Para especialista, o importante é pensar em fatores que favoreçam a opção pela internet em detrimento da procura pelas lojas de rua. “Setores que precisam de discrição, por exemplo, ou temas difíceis de encontrar opções no mercado, para que quando o cliente pesquisar na internet, você se destaque”, afirma Bello.
Guasti, da e-bit, diz que o segredo é focar em uma preferência em cada segmento. “Não adianta querer vender produtos commoditizados, tem que se especializar e oferecer diferenciação. Produtos para festas infantis, livros técnicos, equipamento para determinados hobbies”, exemplifica.
Segurança
O medo de ser enganado é o principal fator que pode afastar potenciais clientes da sua loja virtual. De acordo com o consultor do Sebrae-SP, investir em um sistema de pagamento seguro para o site é vital. “É fundamental que eu vá buscar uma empresa de credibilidade do mercado para oferecer um sistema de pagamento seguro, porque esse é o gargalo da internet”, diz Bello.
Segundo o diretor e-bit, é preciso riscos fraudes que prejudiquem tanto o consumidor quanto a empresa. “O mercado foi se especializando em oferecer segurança: produtos de análise de risco para os lojistas, que dizem se o pedido é confiável ou não”, diz. Há também opções que “fiscalizam” a entrega do produto para evitar riscos ao cliente. “Se o produto não é entregue em [até] 15 dias, a operação é cancelada e o consumidor não tem prejuízo.”
Ter um site fácil de navegar, que permita ao cliente utilizar um “carrinho de compras” virtual, finalizar o pedido e escolher uma forma de pagamento sem riscos, pode custar de R$ 2 mil até milhões, segundo Guasti. “Por isso que é importante fazer um planejamento para a empresa saber qual é o porte dela.”
Risco
Antes de entrar no mercado, é preciso qualificar-se: abrir um negócio na Internet envolve tantos riscos e desafios como uma empreitada “tradicional”. “Não é muito diferente. A estrutura é a mesma, o pensamento estratégico é o mesmo. A internet é apenas um meio para se realizar os negócios”, explica Marcelo Casarini, diretor do site Flores Online.
Quando o site de comércio eletrônico é criado para ser uma extensão de um negócio que já existe fora da web, a empreitada tende a ser mais fácil. “A pessoa pode aproveitar a infra-estrutura que já tem para alavancar o site”, diz Guasti.
Real e virtual
Para Fernando Assad Abdala, diretor da varejista Doural, que existe há 104 anos na Rua 25 de Março, no centro de São Paulo, e vende há cerca de onze pela internet, o interesse da família pelo negócio online começou pelo fato de a internet ser uma ferramenta barata de divulgação.

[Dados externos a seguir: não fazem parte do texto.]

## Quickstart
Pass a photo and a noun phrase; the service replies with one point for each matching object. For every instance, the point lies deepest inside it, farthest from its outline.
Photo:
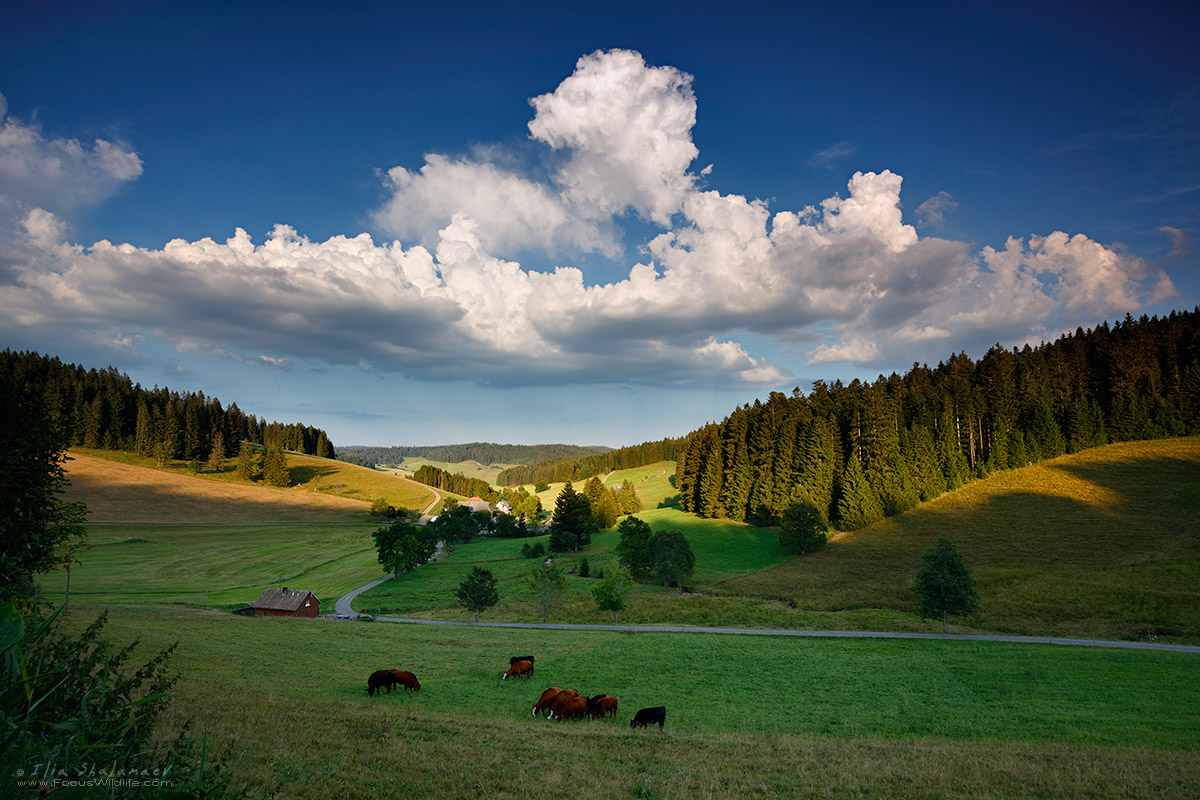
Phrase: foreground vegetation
(745, 715)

Hoje, as vendas do site respondem por 15% do faturamento.
Além disso, ele mesmo mantém atualizados mais diversos canais da loja na internet: dois sites com dicas gourmet e de etiqueta para recepções em casa, além de um blog e perfis no Twitter, Facebook e Orkut.
Cuidados ao consumidor
Outro ponto importante que precisa ser considerado por quem pretende angariar clientes é que, na internet, consumidor insatisfeito tem o hábito e a facilidade de reclamar na hora.
Para Abdala, da Doural, o nível de exigência dos clientes virtuais é maior. “O publico na internet é mais exigente, quer comprar, quer receber logo; o da loja tem mais paciência. Na loja às vezes a pessoa quer uma quantidade muito grande e não se incomoda de esperar dias; na internet, reclamam”, diz.
Por isso, além de manter os fregueses satisfeitos, é importante abrir e gerenciar canais de comunicação. “O consumidor de internet se vinga. Hoje com o conceito de rede social, de web colaborativa, as pessoas põem a boca no trombone mesmo”, diz Guasti.